Aldridge remains unmoved versus Lee




PORTLAND — LaMarcus Aldridge calmly sat in front of his newly-remodeled locker. He placed his paddle brush inside a monogram Louis Vuitton toiletry bag and unlatched one gold stud from his ear, then the other.

Before this All-Star would hit the Rose Garden floor on Friday night to take on Golden State, he was asked for his opinion about the recent comments made by Warriors power forward David Lee.

In part, Lee told “If you look at my numbers around All-Star (time) last year and all the stuff we were doing. LaMarcus Aldridge makes the All-Star team, and I don’t. I think if Portland and Golden State’s records are reversed, it’s probably the opposite way.”

Lee made sure to express that he wasn’t “talking bad about (Aldridge) at all,” even so his statement weighed his slight against Aldridge’s greatest individual achievement of the 2011-2012 season.

But with Lee down the hallway inside the visitor’s locker room, Aldridge relaxed in his. He considered Lee’s quotes and showed as much outward concern as a millionaire would at the news of rising gas prices.

“Whatever he has to do to motivate himself. I’m not offended by that,” Aldridge shrugged.

Then, the volume of Aldridge’s monotone livened and his tune turned sarcastic.

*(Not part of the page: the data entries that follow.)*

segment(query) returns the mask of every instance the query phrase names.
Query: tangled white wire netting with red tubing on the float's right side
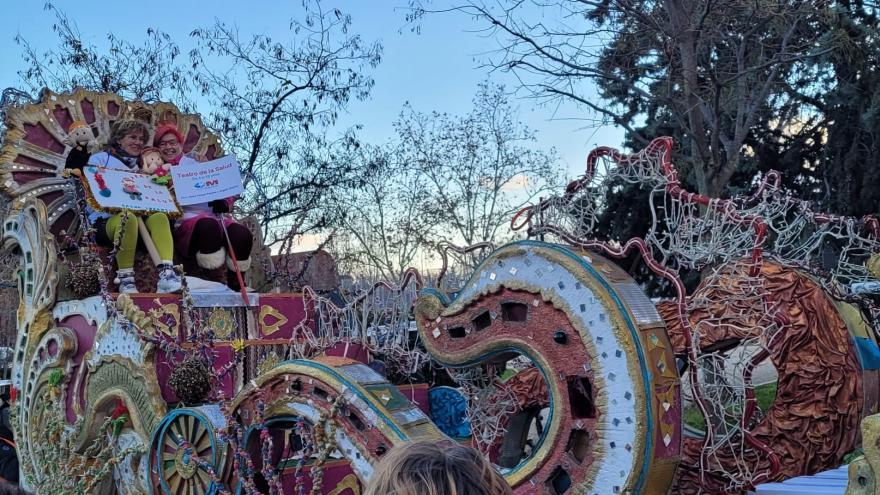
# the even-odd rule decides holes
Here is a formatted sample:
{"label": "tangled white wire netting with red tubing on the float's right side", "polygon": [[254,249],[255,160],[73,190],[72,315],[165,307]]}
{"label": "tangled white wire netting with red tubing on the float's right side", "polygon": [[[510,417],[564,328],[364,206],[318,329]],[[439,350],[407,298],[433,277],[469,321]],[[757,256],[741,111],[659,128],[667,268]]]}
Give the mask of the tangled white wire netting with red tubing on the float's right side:
{"label": "tangled white wire netting with red tubing on the float's right side", "polygon": [[[631,155],[597,148],[587,158],[586,173],[564,194],[522,209],[511,228],[527,227],[529,236],[552,236],[616,258],[637,252],[669,284],[674,300],[667,304],[675,321],[667,325],[680,329],[687,362],[683,381],[706,422],[698,459],[690,459],[699,470],[696,483],[712,493],[738,492],[784,474],[785,459],[755,434],[762,412],[751,374],[790,325],[763,272],[778,264],[808,274],[827,294],[871,316],[876,338],[880,312],[869,296],[880,293],[880,283],[869,267],[880,253],[880,223],[816,212],[780,187],[777,172],[766,174],[750,196],[719,199],[689,192],[672,164],[672,149],[667,137]],[[596,228],[606,194],[623,184],[650,188],[652,222],[644,237],[621,244],[600,239]],[[699,271],[701,287],[713,290],[688,295],[685,270]],[[736,304],[719,313],[725,301]],[[701,318],[694,321],[694,315]],[[701,345],[725,332],[747,336],[739,345],[751,351],[731,363],[729,349]],[[729,376],[738,379],[724,379]],[[683,460],[685,471],[687,465]],[[700,489],[679,485],[685,493]]]}

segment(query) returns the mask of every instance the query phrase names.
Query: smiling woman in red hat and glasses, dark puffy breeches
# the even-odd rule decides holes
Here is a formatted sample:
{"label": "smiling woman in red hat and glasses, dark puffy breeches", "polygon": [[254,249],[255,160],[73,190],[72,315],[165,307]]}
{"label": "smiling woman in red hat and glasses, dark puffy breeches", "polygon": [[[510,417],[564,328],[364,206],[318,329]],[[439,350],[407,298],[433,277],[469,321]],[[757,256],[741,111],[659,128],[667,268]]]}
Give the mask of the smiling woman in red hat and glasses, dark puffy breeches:
{"label": "smiling woman in red hat and glasses, dark puffy breeches", "polygon": [[[160,124],[153,136],[154,146],[159,148],[162,158],[172,166],[197,164],[198,161],[183,154],[183,142],[183,135],[173,123]],[[232,258],[226,252],[228,235],[239,270],[247,271],[251,265],[254,237],[244,225],[229,216],[221,216],[232,210],[234,202],[235,198],[226,198],[183,206],[183,216],[174,229],[177,252],[187,258],[195,257],[198,265],[207,270],[215,270],[225,263],[226,268],[234,272]],[[234,274],[227,276],[227,280],[230,287],[239,289]]]}

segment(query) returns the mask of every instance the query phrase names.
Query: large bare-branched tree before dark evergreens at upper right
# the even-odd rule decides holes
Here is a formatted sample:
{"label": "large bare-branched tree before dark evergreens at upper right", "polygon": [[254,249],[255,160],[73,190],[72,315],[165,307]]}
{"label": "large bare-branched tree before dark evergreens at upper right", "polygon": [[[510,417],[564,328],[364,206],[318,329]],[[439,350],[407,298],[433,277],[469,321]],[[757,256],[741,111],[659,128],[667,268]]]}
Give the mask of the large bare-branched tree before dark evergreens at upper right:
{"label": "large bare-branched tree before dark evergreens at upper right", "polygon": [[[426,11],[413,3],[415,16]],[[830,7],[796,0],[471,0],[451,9],[485,21],[501,45],[487,64],[514,73],[528,94],[575,102],[639,148],[658,127],[672,131],[679,168],[710,196],[725,192],[756,126],[802,122],[790,81],[807,80],[813,60],[836,47],[821,29]]]}

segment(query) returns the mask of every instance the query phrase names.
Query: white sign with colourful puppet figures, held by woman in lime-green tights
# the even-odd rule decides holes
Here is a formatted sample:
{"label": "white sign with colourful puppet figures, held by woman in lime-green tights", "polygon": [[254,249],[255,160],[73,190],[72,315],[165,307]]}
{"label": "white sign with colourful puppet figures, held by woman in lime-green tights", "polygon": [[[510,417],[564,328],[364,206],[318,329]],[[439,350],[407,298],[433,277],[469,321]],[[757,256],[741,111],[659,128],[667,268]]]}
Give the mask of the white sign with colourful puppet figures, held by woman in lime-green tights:
{"label": "white sign with colourful puppet figures, held by woman in lime-green tights", "polygon": [[102,210],[180,213],[168,186],[156,184],[149,175],[87,165],[82,181],[89,203]]}

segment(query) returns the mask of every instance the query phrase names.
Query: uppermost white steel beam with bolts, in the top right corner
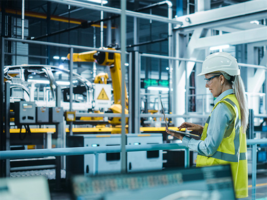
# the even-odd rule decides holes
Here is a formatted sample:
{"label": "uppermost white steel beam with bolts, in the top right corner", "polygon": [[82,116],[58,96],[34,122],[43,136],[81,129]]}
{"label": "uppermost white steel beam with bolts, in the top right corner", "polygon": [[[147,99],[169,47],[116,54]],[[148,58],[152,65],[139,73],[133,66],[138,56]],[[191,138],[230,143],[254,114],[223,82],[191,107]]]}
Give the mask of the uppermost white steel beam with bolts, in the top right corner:
{"label": "uppermost white steel beam with bolts, in the top right corner", "polygon": [[181,32],[188,32],[196,28],[212,28],[249,22],[266,18],[266,16],[267,1],[254,0],[177,17],[176,20],[182,22],[183,25],[178,25],[175,29]]}

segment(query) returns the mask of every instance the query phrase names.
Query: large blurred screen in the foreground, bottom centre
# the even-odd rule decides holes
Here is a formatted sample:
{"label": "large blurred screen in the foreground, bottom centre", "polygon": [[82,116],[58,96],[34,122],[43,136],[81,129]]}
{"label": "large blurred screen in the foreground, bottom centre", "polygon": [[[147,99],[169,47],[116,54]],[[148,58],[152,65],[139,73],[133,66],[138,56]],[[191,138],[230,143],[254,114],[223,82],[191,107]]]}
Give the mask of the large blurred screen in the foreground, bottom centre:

“One of the key quotes he said is that I have more wins. That’s a big part of the NBA I thought, was making your team, ya know, win games. I can’t take offense to it because I think he might have been trying to throw a punch but he just made me look better because he said my team had more wins than his so that must mean that I’m leading my team in the right direction.”

On Friday, Aldridge was not on the floor as the Blazers attempted a fourth-quarter comeback. Lee was, and he walked off the court with a quick smile after his team’s 101-97 win.

Lee scored 24 points in 35 minutes. Aldridge only played the equivalent of one basketball half, plus a couple minutes for good measure (26:39).

Still, he worked his patented catch-and-shoot finishes and even flashed some litheness for a 6-foot-11 man during a fast break dunk and finished with 18 points on 7 of 11 shooting.

Aldridge had 16 by halftime, which was his previous high total through the four preseason games.

“I think everybody was concerned about him after three games,” Blazers coach Terry Stotts said, “now I think everybody’s alright with him.”

In other words, he’s still LaMarcus Aldridge, Western Conference All-Star.

Lee and Aldridge play the same position and if you consider last season’s statistics, they also produce at a similar clip.

Side by side, their numbers reveal two offensive-minded power forwards with an accurate touch from everything inside their 21-foot range.

As players, they’re Mary-Kate and Ashley. But their personalities are more like Tommy Lee and Tommy Lee Jones.

Lee is demonstrative. He often lets an official know about his displeasure with foul calls. He barks commands while anchoring the back line of the defense.

Lee stands and applauds teammates as he did when Richard Jefferson finished a fast break and capped the Warriors’ 33-point third quarter.

Aldridge, on the other hand, is smooth. He plays with a poker face and even as the fans hyperventilated and the “L-Train” sound effect bellowed through the arena, Aldridge did not show emotion after his runaway dunk for his first field goal at the 6:17 mark of the first quarter.

“I was just trying to get my steps together and just try to finish,” Aldridge said. “I was kinda nervous because I haven’t dunked in a long time. So that felt good to actually look athletic for a change.”